RE: order inversion 'twixt speech and vision from Al Gilman on 2003-02-08 (public-tt@w3.org from February 2003)

From: Al Gilman <asgilman@iamdigex.net>
Date: Sat, 08 Feb 2003 11:06:22 -0500
To: W3C Timed Text <public-tt@w3.org>
Message-Id: <5.1.0.14.2.20030208101850.025b2600@pop.iamdigex.net>
At 01:06 AM 2003-02-08, Glenn A. Adams wrote:


>There is a problem with the proposal below, which is that it
>requires that the timing containment and ordering relationships
>be congruous with the layout/formatting (box model) relationships;
>however, in general, this is not the case. This can potentially
>be handled, albeit, with a loss of generality, by flattening out
>either the timing model or the formatting model, i.e., assigning
>fixed times or positions to every element.

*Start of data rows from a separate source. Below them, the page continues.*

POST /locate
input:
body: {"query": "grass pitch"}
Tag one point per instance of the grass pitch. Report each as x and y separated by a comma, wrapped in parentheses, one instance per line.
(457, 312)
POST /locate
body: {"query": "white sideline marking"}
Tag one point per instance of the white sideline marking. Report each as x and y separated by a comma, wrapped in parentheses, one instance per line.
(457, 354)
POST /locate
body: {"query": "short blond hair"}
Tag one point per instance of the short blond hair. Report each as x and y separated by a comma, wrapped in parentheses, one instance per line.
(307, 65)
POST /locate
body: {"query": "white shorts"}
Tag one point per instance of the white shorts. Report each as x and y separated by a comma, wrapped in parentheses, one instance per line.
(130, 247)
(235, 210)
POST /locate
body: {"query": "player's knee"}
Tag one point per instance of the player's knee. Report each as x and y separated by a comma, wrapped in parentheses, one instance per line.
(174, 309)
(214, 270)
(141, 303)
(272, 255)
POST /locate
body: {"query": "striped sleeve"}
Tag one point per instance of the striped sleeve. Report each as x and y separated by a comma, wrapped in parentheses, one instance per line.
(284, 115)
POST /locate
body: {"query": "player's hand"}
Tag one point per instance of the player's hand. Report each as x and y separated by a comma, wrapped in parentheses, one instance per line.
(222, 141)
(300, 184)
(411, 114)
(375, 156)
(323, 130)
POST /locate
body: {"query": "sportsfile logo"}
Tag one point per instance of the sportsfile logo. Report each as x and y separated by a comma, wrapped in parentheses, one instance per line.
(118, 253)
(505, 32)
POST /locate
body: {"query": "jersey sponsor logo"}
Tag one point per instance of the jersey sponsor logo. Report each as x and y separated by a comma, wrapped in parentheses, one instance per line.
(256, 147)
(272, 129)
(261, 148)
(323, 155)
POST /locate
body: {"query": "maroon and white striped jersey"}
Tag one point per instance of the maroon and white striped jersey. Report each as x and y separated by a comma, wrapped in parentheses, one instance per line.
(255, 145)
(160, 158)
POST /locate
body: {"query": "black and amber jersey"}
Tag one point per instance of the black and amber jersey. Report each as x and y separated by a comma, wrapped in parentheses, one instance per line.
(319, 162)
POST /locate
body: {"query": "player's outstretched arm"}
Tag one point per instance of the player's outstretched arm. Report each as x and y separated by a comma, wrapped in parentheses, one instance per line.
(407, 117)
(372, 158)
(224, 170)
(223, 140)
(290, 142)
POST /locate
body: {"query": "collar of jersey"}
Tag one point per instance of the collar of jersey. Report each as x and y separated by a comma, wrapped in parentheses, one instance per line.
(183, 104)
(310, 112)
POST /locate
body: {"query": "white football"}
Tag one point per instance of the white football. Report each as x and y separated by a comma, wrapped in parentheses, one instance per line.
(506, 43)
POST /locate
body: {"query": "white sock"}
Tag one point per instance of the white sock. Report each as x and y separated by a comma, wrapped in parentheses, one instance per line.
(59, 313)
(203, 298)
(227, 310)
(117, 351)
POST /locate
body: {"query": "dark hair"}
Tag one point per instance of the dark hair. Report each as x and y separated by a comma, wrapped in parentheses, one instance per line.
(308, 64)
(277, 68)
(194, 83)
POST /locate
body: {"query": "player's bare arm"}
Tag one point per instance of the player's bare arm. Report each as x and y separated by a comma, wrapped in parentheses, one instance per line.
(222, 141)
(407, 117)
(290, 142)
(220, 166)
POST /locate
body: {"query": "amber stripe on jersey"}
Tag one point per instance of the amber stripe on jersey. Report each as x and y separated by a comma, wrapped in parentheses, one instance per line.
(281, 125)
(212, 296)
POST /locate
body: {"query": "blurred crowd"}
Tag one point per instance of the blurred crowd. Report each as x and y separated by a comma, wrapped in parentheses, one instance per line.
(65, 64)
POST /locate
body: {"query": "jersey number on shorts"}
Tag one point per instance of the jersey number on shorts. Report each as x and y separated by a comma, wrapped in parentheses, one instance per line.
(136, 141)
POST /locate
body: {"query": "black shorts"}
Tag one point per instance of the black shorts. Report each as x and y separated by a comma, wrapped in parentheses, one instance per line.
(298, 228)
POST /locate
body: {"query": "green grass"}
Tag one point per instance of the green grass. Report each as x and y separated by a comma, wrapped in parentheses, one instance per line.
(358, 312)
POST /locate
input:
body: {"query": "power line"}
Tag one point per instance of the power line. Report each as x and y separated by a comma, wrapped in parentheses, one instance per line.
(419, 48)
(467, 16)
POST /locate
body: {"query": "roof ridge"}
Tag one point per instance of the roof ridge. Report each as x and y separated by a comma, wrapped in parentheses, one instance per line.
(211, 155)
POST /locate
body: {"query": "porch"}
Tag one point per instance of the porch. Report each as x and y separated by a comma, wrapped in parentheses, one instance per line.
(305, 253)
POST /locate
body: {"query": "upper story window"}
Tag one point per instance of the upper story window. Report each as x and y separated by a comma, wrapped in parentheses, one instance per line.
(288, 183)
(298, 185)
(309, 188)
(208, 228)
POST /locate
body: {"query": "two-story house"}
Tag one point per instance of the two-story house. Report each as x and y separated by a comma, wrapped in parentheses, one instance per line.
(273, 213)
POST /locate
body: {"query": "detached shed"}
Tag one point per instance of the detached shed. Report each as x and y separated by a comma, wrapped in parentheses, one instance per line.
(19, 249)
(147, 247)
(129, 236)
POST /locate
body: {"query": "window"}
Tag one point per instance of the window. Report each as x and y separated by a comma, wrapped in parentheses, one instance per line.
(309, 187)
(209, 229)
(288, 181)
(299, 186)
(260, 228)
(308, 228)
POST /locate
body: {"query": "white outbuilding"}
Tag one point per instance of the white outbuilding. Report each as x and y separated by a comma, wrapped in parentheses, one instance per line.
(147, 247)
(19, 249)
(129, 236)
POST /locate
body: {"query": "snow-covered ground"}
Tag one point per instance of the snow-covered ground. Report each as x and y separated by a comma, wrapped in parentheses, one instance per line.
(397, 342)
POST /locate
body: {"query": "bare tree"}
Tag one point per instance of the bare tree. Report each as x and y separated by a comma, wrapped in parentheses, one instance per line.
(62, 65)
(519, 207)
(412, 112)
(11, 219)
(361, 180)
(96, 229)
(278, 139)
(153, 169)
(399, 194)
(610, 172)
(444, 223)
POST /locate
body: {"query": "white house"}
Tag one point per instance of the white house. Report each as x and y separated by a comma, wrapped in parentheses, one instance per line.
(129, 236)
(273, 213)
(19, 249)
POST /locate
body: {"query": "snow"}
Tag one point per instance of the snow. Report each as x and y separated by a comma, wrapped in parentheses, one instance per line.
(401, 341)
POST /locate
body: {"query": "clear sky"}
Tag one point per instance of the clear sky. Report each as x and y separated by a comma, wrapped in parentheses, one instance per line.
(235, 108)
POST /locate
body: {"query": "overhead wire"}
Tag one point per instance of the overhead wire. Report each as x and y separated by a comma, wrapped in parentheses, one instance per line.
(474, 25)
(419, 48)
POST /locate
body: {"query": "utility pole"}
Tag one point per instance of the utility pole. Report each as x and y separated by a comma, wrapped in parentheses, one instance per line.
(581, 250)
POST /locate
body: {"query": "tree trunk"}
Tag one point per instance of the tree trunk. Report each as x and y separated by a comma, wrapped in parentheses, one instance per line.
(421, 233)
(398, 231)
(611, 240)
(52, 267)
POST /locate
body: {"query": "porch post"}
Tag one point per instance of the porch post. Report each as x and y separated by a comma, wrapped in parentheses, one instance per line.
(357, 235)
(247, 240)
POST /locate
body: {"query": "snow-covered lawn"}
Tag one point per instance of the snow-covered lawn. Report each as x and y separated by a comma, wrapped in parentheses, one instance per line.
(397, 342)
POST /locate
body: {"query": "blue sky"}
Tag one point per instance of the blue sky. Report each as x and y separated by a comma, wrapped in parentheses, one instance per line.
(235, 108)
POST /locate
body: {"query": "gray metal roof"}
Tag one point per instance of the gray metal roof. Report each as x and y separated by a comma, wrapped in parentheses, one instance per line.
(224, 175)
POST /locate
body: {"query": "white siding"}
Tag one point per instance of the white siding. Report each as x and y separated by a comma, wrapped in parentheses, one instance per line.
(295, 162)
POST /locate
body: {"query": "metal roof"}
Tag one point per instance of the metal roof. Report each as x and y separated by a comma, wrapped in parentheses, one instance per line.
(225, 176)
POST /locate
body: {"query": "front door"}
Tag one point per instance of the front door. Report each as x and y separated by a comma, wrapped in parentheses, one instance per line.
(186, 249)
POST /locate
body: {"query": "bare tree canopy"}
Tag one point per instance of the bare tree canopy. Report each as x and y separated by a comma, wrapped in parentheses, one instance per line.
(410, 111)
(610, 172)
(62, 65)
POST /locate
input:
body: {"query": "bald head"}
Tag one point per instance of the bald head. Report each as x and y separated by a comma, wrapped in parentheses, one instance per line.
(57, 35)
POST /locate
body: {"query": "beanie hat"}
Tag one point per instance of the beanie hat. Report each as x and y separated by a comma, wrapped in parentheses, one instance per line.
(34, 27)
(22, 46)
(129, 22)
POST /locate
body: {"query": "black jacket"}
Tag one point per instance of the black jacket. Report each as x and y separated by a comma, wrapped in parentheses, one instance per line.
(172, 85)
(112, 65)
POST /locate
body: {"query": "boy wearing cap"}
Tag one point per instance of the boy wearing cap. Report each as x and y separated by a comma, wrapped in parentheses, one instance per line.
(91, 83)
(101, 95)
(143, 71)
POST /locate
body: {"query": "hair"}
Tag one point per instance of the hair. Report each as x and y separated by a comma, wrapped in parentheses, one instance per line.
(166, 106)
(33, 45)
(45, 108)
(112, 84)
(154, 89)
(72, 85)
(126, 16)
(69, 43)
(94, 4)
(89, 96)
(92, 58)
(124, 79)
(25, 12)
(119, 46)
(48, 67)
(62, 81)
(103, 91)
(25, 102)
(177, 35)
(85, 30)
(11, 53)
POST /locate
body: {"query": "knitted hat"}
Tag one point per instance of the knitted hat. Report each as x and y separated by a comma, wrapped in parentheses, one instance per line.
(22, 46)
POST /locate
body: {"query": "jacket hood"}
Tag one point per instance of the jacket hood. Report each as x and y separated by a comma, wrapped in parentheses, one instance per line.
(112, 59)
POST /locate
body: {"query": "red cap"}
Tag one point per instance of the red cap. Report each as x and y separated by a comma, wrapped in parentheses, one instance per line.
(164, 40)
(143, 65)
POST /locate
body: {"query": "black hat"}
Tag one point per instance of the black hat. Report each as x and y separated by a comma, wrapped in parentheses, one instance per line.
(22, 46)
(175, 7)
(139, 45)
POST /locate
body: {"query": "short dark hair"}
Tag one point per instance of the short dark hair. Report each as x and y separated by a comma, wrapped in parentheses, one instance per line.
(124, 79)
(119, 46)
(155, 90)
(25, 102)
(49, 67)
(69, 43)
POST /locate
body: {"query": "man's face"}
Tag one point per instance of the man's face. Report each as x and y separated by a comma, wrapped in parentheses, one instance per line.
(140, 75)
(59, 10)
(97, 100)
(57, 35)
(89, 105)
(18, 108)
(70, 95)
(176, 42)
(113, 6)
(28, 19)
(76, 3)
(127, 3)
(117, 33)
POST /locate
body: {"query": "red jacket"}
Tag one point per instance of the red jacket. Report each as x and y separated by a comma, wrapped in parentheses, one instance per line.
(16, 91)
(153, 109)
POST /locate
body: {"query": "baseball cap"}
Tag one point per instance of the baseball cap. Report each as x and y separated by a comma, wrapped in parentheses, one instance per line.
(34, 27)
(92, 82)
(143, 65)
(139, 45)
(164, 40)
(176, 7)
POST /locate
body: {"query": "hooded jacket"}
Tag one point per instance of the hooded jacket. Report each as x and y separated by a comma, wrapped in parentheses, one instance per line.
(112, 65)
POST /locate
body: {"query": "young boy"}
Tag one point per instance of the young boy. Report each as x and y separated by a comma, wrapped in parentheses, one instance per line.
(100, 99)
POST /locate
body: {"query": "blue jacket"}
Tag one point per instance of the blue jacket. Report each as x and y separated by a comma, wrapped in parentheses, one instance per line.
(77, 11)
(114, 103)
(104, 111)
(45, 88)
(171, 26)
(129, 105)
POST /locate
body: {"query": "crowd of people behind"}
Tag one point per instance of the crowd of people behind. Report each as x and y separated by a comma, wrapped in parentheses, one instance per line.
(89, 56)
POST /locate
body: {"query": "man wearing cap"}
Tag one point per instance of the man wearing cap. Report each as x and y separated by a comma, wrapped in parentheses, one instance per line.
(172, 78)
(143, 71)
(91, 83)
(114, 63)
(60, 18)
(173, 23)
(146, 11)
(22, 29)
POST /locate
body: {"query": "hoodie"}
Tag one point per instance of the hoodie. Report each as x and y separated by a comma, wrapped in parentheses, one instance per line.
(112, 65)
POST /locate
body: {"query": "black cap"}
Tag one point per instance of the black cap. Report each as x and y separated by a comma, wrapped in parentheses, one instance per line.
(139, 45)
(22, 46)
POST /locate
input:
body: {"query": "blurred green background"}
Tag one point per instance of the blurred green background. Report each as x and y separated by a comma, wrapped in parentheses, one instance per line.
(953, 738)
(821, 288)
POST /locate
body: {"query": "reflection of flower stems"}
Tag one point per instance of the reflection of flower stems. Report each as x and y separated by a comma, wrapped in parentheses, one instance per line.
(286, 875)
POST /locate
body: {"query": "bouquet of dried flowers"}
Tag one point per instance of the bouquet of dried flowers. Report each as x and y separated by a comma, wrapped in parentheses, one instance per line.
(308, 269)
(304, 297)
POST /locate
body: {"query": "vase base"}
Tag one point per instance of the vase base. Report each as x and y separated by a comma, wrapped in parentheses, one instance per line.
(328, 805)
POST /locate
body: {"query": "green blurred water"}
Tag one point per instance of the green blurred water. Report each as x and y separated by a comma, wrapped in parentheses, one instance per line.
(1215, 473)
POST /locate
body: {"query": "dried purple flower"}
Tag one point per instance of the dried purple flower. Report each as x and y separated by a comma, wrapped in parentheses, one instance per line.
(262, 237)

Techical response first:  Doesn't require that either one be flattened, that
is to say its order or hierarchy be suppressed.

What it requires is that the semantics of the binding be defined with
respect to a bag [an un-ordered superclass] view of the collection of stuff
which has been presented as a list or bag.

SMIL handles this by having one tree declare the planar structure of visual
display regions and assign [select from flat bag] IDs to them.  Then media
objects are associated with the display regions using the [flat bag] ID
index space.  So there is a [time X bag] order to the playlist and a planar
order of the display regions, but a media object in the playlist that
consumes display resources is bound to the display structure in an unordered
domain, there is no heredity (not even as an initial or default hint) of the
order in either domain into the binding.

The order in which linearly-connected-chains of things
are presented will often to be preferred in one order in visual layout
and in the reverse order in speech[1].  Thank you for raising this
theme.

Please note, however, that this [TT and its application case as HTML+time]
is the first place where so far as I know there may be an explicit
articulation of this model: that there is a topological chain which is
totally ordered except that there is no one definition of which end of the
chain is first; and the chain is presented as an ordered sequence in
different orders in different contexts.

In XML we have the default that the wire-format order has force of default
for the semantics of the content, so we are more likely to have a 'reversed'
semantic as in the bi-directionality algorithm for sequences of sub-structures
where 'reversed' means in the order opposite to the lexical order in the XML.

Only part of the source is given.